Some suspect the mysterious rise in new accounts is linked to imminent elections across the region and part of a plan to sway voters
It has been being jokingly referred to as “botmageddon”. But a surge in new, anonymous Twitter accounts across swathes of Southeast and East Asia has deepened fears the region is in the throes of US-style mass social media manipulation.
Maya Gilliss-Chapman, a Cambodian tech entrepreneur currently working in Silicon Valley, noticed something odd was happening in early April.
Her Twitter account @MayaGC was being swamped by a daily deluge of follows from new users.
“I acquired well over 1,000 new followers since the beginning of March. So, that’s approximately a 227 per cent increase in just a month,” she said.
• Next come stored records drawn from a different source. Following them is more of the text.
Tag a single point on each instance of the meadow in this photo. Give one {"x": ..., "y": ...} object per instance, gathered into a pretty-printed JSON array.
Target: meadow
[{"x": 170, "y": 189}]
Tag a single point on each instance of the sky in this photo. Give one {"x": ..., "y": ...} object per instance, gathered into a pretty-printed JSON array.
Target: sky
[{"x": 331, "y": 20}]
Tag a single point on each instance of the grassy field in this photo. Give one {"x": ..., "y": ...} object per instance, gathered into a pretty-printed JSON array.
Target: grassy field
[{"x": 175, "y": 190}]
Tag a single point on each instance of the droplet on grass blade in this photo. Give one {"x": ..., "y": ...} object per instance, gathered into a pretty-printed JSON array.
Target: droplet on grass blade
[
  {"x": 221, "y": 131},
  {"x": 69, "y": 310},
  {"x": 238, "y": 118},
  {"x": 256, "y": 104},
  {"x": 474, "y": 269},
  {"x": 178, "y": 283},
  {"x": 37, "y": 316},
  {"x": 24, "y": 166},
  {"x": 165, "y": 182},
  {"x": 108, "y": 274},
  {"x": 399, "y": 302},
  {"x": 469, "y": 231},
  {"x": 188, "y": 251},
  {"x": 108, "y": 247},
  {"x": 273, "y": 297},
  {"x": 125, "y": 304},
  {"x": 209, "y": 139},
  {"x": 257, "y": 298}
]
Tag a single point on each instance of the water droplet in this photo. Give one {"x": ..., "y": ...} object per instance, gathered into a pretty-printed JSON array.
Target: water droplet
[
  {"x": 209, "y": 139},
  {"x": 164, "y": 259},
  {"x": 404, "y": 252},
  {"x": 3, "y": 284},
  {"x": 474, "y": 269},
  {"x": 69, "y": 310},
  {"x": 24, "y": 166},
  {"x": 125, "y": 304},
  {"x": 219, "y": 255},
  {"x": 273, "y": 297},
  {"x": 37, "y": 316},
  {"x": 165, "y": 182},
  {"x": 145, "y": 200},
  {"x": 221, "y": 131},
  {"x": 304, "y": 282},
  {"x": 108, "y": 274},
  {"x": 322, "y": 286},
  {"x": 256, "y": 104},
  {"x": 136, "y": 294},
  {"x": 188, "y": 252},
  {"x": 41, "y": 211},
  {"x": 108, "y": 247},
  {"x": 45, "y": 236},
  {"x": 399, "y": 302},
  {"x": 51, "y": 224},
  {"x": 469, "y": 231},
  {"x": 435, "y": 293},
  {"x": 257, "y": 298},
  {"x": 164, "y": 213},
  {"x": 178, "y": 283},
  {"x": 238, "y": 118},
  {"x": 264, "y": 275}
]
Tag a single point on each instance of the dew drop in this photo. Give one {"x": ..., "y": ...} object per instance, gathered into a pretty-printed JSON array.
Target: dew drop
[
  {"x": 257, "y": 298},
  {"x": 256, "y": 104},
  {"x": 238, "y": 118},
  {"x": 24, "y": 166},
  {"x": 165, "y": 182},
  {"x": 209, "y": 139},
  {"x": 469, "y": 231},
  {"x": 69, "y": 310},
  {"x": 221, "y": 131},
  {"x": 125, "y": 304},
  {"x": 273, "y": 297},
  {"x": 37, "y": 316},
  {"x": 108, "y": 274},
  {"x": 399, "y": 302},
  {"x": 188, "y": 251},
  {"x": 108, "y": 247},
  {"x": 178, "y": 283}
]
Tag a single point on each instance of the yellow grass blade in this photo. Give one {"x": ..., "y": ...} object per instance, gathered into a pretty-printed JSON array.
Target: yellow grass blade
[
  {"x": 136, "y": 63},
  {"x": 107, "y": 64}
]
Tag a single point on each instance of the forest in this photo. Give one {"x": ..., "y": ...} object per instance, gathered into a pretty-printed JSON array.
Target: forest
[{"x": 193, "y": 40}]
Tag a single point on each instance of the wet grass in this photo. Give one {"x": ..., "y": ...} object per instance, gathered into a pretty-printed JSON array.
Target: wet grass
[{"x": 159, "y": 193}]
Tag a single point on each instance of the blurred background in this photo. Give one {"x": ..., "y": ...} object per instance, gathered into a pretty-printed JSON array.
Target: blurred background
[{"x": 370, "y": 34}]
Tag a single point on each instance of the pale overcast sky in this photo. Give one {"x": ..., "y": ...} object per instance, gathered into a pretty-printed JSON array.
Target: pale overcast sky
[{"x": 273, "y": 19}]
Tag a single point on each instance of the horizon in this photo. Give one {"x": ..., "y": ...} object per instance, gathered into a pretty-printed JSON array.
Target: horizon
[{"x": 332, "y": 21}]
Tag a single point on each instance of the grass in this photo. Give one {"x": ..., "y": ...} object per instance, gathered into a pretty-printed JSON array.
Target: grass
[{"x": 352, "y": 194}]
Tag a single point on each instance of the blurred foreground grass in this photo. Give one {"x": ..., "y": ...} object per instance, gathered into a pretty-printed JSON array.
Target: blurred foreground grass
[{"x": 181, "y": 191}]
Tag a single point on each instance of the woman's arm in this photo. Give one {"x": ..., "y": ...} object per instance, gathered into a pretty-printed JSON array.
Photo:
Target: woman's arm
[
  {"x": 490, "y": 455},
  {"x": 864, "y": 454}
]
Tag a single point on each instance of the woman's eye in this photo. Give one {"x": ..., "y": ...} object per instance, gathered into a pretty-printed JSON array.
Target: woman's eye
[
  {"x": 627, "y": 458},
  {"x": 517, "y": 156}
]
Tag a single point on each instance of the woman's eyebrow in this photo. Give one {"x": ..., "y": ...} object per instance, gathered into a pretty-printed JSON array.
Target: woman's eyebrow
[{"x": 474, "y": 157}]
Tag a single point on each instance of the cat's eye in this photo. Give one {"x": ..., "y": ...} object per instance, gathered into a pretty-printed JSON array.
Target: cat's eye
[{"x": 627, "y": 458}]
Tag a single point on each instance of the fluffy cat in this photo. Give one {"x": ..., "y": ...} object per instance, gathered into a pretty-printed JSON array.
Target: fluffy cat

— Maya Gilliss-Chapman (@Mayagc) April 20, 2018
While many might delight in such a popularity spike, Gilliss-Chapman, who has previously worked for tech companies to root out spam, was immediately suspicious.
The vast majority of these new accounts contained no identifying photograph and had barely tweeted since their creation.
But they all seemed to be following prominent Twitter users in Cambodia including journalists, business figures, academics and celebrities.
She did some digging and published her findings online, detailing how the vast majority of accounts were recently created in batches by unknown operators who worked hard to hide their real identities.
She wasn’t alone.
Soon prominent Twitter users in Thailand, Vietnam, Myanmar, Sri Lanka and elsewhere noticed the same phenomenon – a surge in follows from anonymous, recently created accounts, adopting local sounding names but barely engaging on the platform, as if lying in wait for someone’s command.
While Facebook has received the lion’s share of international opprobrium in recent months over allegations it has been slow to respond to people and state actors manipulating its platform, Twitter has also faced accusations it has not done enough to rid the platform of fake users.
With elections due in Cambodia, Malaysia, Thailand and Indonesia in the next two years, many hit by the Twitter follow surge in Asia are asking whether the Silicon Valley tech giants are doing enough to stop fake accounts before they are given their marching orders.
So far Twitter has found nothing untoward.
A spokesperson for the company said engineers were “looking into the accounts in question and will take action against any account found to be in violation of the Twitter Rules”.
A source with knowledge of the inquiry said they believe the accounts are “new, organic users” who were probably being suggested prominent Twitter users across Asia to follow when they sign up.
“It’s something we’re keeping an eye on, but for now, it looks like a pretty standard sign-up/onboarding issue,” the source said.
But some are unconvinced by the explanation.
“Are there really this many new, genuine users joining Twitter, all with the same crude hallmarks of fake accounts?” said Raymond Serrato from Democracy Reporting International who has been monitoring the suspicious accounts.
The issue of fake users is hugely sensitive for Twitter because a crackdown could severely dent its roughly 330 million audience – the company’s main selling point.
In a 2014 report to the US Securities and Exchange Commission, Twitter estimated some 5-8.5 per cent of users were bots.
But Emilio Ferrara, a research professor at the University of Southern California, published research last year suggesting it could be double that: 9-15 per cent.
Last week Pew Research Centre released a report analysing 1.2 million English language tweets which contained links to popular websites. Two-thirds of the tweets came from suspected bot accounts.
Twitter Audit Report, a third party company that scans people’s followers using software to estimate how many are fake, suggests as many as 16 million of Donald Trump’s 51 million followers are not real people.
Jennifer Grygiel, an expert on social media at Syracuse University, New York, said the US presidential election has provided a blueprint for others to copy.
“Bad actors around the world have really followed the potential of social media to influence the political process,” she said.
Twitter, she said, is a minnow compared to Facebook’s more than two billion users. But it can still be influential because many prominent opinion formers such as journalists, politicians and academics have a major presence on the platform.
“If you can get information within this population, then you’ve scored,” she said.